Context: Obesity is associated with neuroendocrine reproductive alterations and decreased fertility.
Objective: The objective of the study was to gain insight into the neuroendocrine mechanisms implicated in these alterations.
Design: The effects on pulsatile LH secretion of 28 days of a hypercaloric diet were studied in lean and regularly cycling female volunteers. Approximately 50% extra calories (3 g sucrose/kg body weight per day and 1 g fat/kg body weight per day) were added to their individual daily requirements. Spontaneous and insulin-stimulated LH secretion was recorded on 2 different days, before and at the end of the caloric load.
Results: The hypercaloric diet induced an average weight gain of 2.0 ± 0.3 kg (P < .05), corresponding to a body mass index increase of 0.7 ± 0.1 kg/m(2) (P < .05). A concomitant decrease of 11.6% ± 4.6% in whole-body insulin sensitivity was also observed (δ = -1.6 ± 0.7 mg/kg · min glucose; P < .05). The frequency of spontaneous and insulin-stimulated pulsatile LH secretion was increased by 17.9% ± 9.0% and 26.5% ± 9.0%, respectively (both P < .05). Spontaneous LH peak amplitude was decreased by 26.5% ± 9.0% (δ = -0.7 ± 0.36 U/L; P < .05), a change correlated with insulin sensitivity.

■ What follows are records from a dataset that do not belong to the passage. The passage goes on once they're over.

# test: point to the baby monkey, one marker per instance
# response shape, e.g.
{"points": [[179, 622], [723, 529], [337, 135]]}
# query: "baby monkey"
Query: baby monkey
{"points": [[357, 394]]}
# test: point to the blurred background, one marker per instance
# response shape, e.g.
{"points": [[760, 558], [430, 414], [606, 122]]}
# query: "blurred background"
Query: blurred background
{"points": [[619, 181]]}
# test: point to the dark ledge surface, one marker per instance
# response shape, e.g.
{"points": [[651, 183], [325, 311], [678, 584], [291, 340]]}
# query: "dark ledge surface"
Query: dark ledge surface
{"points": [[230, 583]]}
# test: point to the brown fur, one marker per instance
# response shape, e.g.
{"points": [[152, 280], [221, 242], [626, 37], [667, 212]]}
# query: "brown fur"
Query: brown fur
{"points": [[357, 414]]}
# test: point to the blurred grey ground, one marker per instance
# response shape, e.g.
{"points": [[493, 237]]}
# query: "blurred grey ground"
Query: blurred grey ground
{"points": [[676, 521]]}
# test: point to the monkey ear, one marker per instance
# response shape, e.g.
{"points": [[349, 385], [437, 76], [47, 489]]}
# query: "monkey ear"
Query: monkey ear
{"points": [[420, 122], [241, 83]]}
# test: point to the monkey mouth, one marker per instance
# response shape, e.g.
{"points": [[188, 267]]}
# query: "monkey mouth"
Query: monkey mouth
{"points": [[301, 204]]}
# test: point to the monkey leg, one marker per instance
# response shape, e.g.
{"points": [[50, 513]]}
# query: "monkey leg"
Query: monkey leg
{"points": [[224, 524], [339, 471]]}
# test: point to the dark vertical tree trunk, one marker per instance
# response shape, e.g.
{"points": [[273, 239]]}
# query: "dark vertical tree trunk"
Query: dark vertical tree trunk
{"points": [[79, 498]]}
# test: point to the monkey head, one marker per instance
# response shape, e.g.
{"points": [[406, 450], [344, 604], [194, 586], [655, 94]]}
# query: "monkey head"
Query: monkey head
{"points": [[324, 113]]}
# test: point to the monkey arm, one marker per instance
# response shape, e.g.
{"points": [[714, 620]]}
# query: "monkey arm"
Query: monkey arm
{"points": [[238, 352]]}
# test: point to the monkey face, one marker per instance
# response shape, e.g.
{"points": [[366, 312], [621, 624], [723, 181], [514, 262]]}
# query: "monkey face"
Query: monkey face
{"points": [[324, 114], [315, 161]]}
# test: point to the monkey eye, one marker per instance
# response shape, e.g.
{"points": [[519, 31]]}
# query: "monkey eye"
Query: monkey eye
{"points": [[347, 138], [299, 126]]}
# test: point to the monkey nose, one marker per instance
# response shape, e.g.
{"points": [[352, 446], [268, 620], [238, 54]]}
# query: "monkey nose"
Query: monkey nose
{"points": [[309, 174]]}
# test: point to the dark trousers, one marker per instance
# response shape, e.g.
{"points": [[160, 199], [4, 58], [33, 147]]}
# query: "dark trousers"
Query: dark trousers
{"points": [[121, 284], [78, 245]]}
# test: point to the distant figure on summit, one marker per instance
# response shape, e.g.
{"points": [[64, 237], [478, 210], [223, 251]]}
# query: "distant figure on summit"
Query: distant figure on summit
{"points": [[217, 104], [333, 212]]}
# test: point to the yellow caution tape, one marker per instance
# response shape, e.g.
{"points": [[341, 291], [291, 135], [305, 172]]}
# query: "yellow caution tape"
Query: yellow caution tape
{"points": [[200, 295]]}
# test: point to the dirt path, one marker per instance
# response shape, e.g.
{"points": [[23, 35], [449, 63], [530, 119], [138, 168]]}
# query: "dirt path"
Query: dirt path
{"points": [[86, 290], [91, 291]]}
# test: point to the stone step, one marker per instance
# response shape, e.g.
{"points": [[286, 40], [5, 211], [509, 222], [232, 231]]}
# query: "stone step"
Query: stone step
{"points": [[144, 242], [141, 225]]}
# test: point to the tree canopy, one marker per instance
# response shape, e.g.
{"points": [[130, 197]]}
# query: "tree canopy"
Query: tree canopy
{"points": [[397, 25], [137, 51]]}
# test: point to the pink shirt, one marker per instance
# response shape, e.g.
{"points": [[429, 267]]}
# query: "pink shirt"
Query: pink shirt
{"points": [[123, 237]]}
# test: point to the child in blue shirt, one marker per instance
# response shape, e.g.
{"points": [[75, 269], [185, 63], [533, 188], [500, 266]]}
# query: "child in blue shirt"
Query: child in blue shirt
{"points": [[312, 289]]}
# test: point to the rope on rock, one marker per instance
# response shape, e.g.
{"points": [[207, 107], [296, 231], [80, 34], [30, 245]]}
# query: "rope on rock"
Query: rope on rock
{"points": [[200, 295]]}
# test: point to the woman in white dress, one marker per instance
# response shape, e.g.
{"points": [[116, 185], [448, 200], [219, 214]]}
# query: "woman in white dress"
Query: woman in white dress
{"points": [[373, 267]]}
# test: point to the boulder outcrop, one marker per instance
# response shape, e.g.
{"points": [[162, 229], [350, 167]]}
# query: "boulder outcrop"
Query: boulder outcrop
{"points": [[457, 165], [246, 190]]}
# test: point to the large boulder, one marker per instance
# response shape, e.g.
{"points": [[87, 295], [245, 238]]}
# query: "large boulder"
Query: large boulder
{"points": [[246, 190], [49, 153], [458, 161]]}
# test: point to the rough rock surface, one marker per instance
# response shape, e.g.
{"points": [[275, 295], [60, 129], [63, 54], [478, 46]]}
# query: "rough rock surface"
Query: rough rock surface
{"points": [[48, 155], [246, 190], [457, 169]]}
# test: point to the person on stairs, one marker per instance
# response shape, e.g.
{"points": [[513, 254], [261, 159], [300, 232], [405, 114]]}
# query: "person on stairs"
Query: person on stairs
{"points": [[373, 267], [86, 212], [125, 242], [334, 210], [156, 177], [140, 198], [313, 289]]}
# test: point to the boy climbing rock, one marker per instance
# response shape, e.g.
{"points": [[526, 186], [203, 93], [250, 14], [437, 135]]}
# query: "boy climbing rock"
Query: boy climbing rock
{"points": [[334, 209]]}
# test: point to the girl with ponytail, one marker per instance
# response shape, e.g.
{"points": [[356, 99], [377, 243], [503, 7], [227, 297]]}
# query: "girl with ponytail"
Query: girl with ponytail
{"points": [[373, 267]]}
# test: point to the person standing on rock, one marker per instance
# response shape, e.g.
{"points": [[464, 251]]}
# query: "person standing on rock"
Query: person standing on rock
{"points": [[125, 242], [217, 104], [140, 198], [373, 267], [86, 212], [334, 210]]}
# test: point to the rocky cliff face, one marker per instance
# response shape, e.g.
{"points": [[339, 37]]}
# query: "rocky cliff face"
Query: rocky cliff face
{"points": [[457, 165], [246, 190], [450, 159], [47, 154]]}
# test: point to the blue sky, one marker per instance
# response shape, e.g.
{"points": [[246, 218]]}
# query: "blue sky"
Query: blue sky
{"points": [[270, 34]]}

Conclusions: Short-term weight gain in normal female volunteers induces alterations of LH secretion reminiscent to those observed in obesity. A decrease in insulin sensitivity may constitute a mechanistic link between obesity and its associated neuroendocrine dysfunctions.
Trial registration: ClinicalTrials.gov NCT02233283.